Stand: 29.08.2020 12:19 Uhr

US Open im Tennis: Kerber startet als "Wundertüte"

Angelique Kerber im Finale der US Open 2016 © picture-alliance Foto: Justin Lane
Am Ort ihres Triumphs von 2016 gibt Angelique Kerber ihr Comeback.

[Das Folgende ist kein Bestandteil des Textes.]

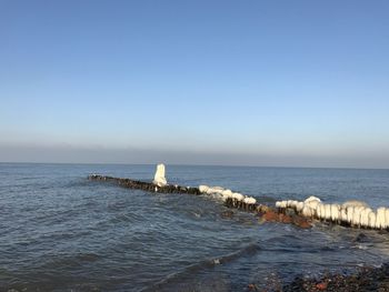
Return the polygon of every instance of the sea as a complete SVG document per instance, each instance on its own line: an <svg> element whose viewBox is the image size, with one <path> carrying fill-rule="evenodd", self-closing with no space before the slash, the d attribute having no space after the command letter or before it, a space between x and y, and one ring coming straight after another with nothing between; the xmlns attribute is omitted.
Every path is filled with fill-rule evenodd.
<svg viewBox="0 0 389 292"><path fill-rule="evenodd" d="M389 260L387 231L323 223L303 230L209 195L88 180L98 173L151 181L154 171L0 163L0 291L248 291ZM389 170L168 164L167 179L221 185L269 205L316 195L389 207Z"/></svg>

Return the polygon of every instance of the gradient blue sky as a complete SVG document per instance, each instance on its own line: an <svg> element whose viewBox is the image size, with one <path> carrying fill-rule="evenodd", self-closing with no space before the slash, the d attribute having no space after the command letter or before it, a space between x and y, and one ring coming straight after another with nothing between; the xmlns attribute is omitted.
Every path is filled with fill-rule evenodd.
<svg viewBox="0 0 389 292"><path fill-rule="evenodd" d="M389 168L388 16L0 0L0 161Z"/></svg>

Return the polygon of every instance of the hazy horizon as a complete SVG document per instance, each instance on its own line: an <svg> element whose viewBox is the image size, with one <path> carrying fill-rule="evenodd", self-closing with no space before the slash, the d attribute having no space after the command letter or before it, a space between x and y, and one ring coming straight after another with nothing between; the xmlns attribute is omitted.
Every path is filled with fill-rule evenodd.
<svg viewBox="0 0 389 292"><path fill-rule="evenodd" d="M389 169L387 1L1 1L0 161Z"/></svg>

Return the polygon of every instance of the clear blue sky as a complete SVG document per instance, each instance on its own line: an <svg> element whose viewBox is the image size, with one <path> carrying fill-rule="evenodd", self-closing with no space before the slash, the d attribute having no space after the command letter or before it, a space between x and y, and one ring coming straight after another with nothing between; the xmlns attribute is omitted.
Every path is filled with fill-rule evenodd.
<svg viewBox="0 0 389 292"><path fill-rule="evenodd" d="M0 161L389 168L388 16L0 0Z"/></svg>

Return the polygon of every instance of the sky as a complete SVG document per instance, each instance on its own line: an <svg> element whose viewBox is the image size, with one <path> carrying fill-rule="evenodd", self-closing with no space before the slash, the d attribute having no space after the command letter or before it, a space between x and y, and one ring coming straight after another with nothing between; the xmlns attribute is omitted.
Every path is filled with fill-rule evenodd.
<svg viewBox="0 0 389 292"><path fill-rule="evenodd" d="M388 169L388 14L0 0L0 161Z"/></svg>

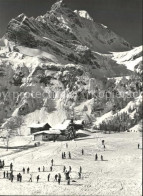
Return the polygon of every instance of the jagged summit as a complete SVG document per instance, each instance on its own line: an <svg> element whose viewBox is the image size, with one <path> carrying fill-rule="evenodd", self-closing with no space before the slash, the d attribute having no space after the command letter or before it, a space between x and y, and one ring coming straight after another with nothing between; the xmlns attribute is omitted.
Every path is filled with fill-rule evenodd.
<svg viewBox="0 0 143 196"><path fill-rule="evenodd" d="M62 43L67 51L76 51L73 42L100 53L132 48L122 37L93 21L86 11L72 11L64 0L57 1L50 11L36 19L28 18L23 13L12 19L5 37L19 45L52 49L50 39L55 43Z"/></svg>

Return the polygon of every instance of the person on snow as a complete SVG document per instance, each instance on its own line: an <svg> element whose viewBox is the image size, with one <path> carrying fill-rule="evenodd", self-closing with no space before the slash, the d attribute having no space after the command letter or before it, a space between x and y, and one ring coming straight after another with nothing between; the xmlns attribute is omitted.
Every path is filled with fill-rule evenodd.
<svg viewBox="0 0 143 196"><path fill-rule="evenodd" d="M25 168L23 167L23 174L25 174Z"/></svg>
<svg viewBox="0 0 143 196"><path fill-rule="evenodd" d="M39 175L37 176L37 182L39 181L39 179L40 179L40 177L39 177Z"/></svg>
<svg viewBox="0 0 143 196"><path fill-rule="evenodd" d="M50 181L50 174L48 174L48 182Z"/></svg>
<svg viewBox="0 0 143 196"><path fill-rule="evenodd" d="M98 160L98 155L96 154L96 155L95 155L95 161L97 161L97 160Z"/></svg>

Mehr als sieben Monate nach ihrem Achtelfinal-Aus bei den Australien Open wird Angelique Kerber in der kommenden Woche erstmals wieder ein offizielles Tennis-Match bestreiten. Die Kielerin schlägt wie Alexander Zverev aus Hamburg bei den am Montag beginnenden US Open auf, dem ersten Grand-Slam-Turnier nach der Corona-Pause. Während etliche Topspieler angesichts der Infektionslage den Trip nach New York verweigerten, versucht die 32-Jährige ihr Comeback an dem Ort, an dem sie mit ihrem Sieg 2016 zur Nummer eins der Weltrangliste aufstieg.

Zverev patzt gegen Murray

Während die dreimalige Grand-Slam-Siegerin Kerber ohne Matchpraxis angereist ist, verpatzte Zverev seine Generalprobe beim ebenfalls in Flushing Meadows ausgespielten Masters von Cincinnati.

Nach einem Freilos in der ersten Runde verlor er gegen den ehemaligen Weltranglistenersten Andy Murray in drei Sätzen. Die Niederlage dürfte ihm seine Schwächen noch einmal deutlich vor Augen geführt haben: Da wäre der mittlerweile schon fast chronisch schwache zweite Aufschlag, zudem mangelte es seinem Spiel an Variabilität. Beunruhigt ist der Weltranglistensiebte aber nicht. "Es ist normal, dass man nicht gleich sein bestes Tennis spielen kann", sagte der 23-Jährige.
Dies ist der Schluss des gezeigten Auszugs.